Friday, April 29, 2005

Charter Schools: moving through legislature

This Tennessean's article has a few more details about the Senate Ed hearing on charter schools that took place Wednesday (4/27/05).

Dedrick Briggs, executive director of the Tennessee Charter School Alliance, said the waiver is needed because of the high standard of accountability. If a charter school doesn't make progress for two consecutive years, then the district has the option of shutting it down.

''All we're saying is that if we're under that level of accountability, give us all the autonomy that you can to help us meet that goal, because we are dealing with a challenging student population,'' Briggs said.

So far, Tennessee charter schools seem to be doing well. First-year scores of students attending the schools were higher than similar children who stayed in public school, according to Steven M. Ross, director of the Center for Research and Educational Policy at the University of Memphis.

How many of our regular public schools haven't made progress in two consecutive years? Is anyone shutting them down?

Of course, the TEA spokesman, Jerry Winters, disagrees. Accurately the Tennessean describes him as a representative of teachers and not students or their parents. That TEA mission statement has always bothered me.

"The Tennessee Education Association promotes, advances and protects public education, the education profession, and the rights and interests of its members." (Adopted by the Representative Assembly, 1996)

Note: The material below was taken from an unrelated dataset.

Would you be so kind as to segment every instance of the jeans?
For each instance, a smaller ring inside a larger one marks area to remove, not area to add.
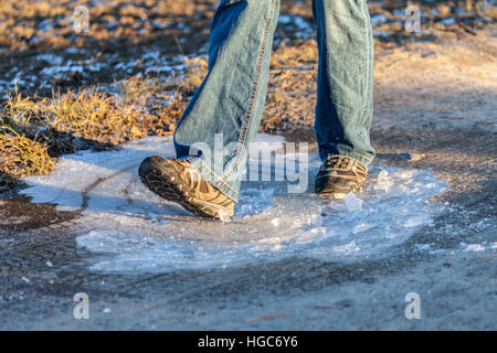
[[[343,156],[368,165],[374,150],[369,138],[373,43],[367,1],[314,0],[313,13],[319,52],[319,157]],[[234,201],[263,116],[278,14],[279,0],[220,1],[211,28],[209,73],[175,132],[177,157],[188,159]]]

Senate Bill 2167 is waiting to be heard by the full Senate for a vote and its companion, House Bill 2137, will be discussed Tuesday by the House K-12 Education Subcommittee. 10:30 a.m. Room LP 29. Check that K-12 link for committee member names and links to their contact info. You can also get a copy of the agenda from that same link so you can follow along with the committee.

Attendance at one of these hearings is always an eye opener for me. You should go at least once to see these folks in action and get an understanding of just what they are doing as your representatives. A homechooling parent described their recent visit this way:

"In all, the atmosphere there is just electric, with pols, visitors,
lobbyists etc all over and lots of activity. And it is cheaper than the zoo."

For those of you who can't make it to Nashville many of these hearings are streamed online thanks to Speaker Naifeh (who may be rethinking that decision due to recent events).